Verbatim Memorization: The analysis begins by comparing the memorization capabilities of PaLM and PaLM 2 using a shared part of their English pre-training data. 10,000 unique documents are sampled and both models are prompted with the first 50 tokens from each document, expecting the model to generate the next 50 tokens (the suffix). The results show that PaLM 2 memorizes significantly less data on average than PaLM.

Impact of Repetition: The analysis is further refined by considering how often each sequence appears in the training data. When sequences are repeated only a few times, PaLM 2 tends to memorize less than PaLM. However, when n-grams are repeated more frequently, PaLM 2 shows a higher likelihood of memorizing them. This phenomenon may be influenced by the de-duplication process, which can make repeated n-grams rarer and appear in more unique contexts.

Canaries for Memorization Analysis: To gain a deeper understanding of memorization, the authors introduce the concept of “canaries.” Canaries represent rare or outlier data points that may not be captured by training data extraction.
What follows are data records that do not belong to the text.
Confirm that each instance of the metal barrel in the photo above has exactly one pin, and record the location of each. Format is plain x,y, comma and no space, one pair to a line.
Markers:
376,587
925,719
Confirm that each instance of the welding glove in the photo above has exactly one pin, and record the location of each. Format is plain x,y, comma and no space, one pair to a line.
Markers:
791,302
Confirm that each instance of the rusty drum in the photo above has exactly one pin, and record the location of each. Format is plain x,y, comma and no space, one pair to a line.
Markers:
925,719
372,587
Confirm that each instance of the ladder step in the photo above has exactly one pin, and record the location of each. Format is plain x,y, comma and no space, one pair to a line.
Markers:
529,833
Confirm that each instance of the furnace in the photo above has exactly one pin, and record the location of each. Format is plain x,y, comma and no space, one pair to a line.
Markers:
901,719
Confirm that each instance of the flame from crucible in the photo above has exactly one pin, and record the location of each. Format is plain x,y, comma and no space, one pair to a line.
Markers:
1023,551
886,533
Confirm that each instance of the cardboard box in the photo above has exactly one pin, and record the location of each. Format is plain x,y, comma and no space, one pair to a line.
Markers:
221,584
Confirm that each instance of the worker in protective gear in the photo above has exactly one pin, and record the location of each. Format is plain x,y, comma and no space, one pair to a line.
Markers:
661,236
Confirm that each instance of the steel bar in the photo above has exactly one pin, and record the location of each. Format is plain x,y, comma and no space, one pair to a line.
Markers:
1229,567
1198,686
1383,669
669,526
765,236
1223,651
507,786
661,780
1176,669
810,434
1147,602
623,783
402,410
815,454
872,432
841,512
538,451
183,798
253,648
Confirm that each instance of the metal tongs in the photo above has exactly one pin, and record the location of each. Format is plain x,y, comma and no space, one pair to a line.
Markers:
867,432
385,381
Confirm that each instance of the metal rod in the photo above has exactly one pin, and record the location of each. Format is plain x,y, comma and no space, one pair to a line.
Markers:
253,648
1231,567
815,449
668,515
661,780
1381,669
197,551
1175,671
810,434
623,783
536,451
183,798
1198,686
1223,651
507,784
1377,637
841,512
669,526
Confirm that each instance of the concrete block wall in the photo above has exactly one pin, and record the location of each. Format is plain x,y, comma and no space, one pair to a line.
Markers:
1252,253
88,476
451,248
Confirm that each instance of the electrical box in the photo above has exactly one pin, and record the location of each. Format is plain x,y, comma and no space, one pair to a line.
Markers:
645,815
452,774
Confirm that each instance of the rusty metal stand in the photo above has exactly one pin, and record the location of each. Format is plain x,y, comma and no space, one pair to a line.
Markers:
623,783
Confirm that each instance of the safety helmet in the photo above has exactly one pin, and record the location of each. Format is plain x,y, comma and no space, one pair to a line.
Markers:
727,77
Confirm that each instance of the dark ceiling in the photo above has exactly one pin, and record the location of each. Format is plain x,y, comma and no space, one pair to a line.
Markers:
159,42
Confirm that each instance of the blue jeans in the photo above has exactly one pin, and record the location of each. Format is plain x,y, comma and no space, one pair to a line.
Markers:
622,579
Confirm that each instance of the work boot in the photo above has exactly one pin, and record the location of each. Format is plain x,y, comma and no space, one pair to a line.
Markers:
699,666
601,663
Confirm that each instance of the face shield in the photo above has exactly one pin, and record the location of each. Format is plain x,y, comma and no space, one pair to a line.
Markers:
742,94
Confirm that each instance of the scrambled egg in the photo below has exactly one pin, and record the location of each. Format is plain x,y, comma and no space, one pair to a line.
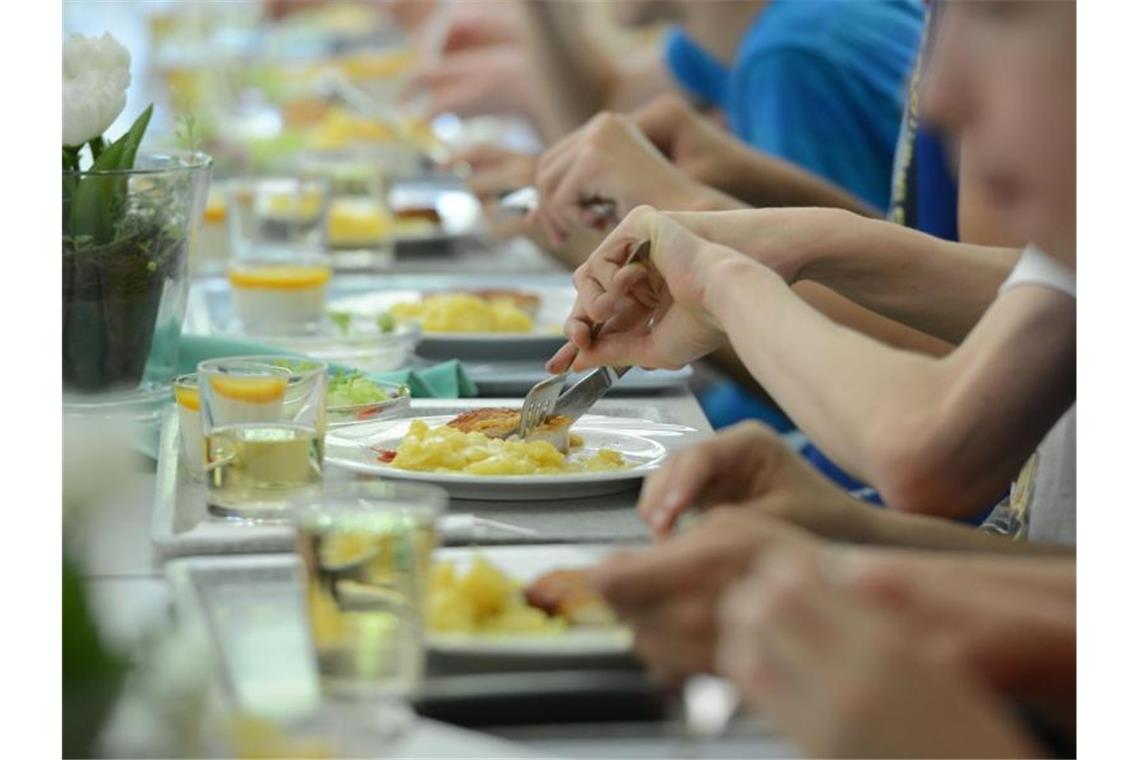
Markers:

They design canaries that are both outliers and have some similarity to natural training data. They propose two types of canaries: interleave canaries, which retain some linguistic properties, and shuffle canaries, which remove sequence-level ordering information.

Distribution of canaries across languages.

Memorization of the Tail: The analysis is extended to assess the risk of memorization for languages that are less represented in the training data (referred to as “tail languages”). Results show that memorization may be more likely to occur in these tail languages, especially when outlier canaries are repeated. However, this trend does not always hold true for real training data, and there is no strong correlation between language size and memorization rates.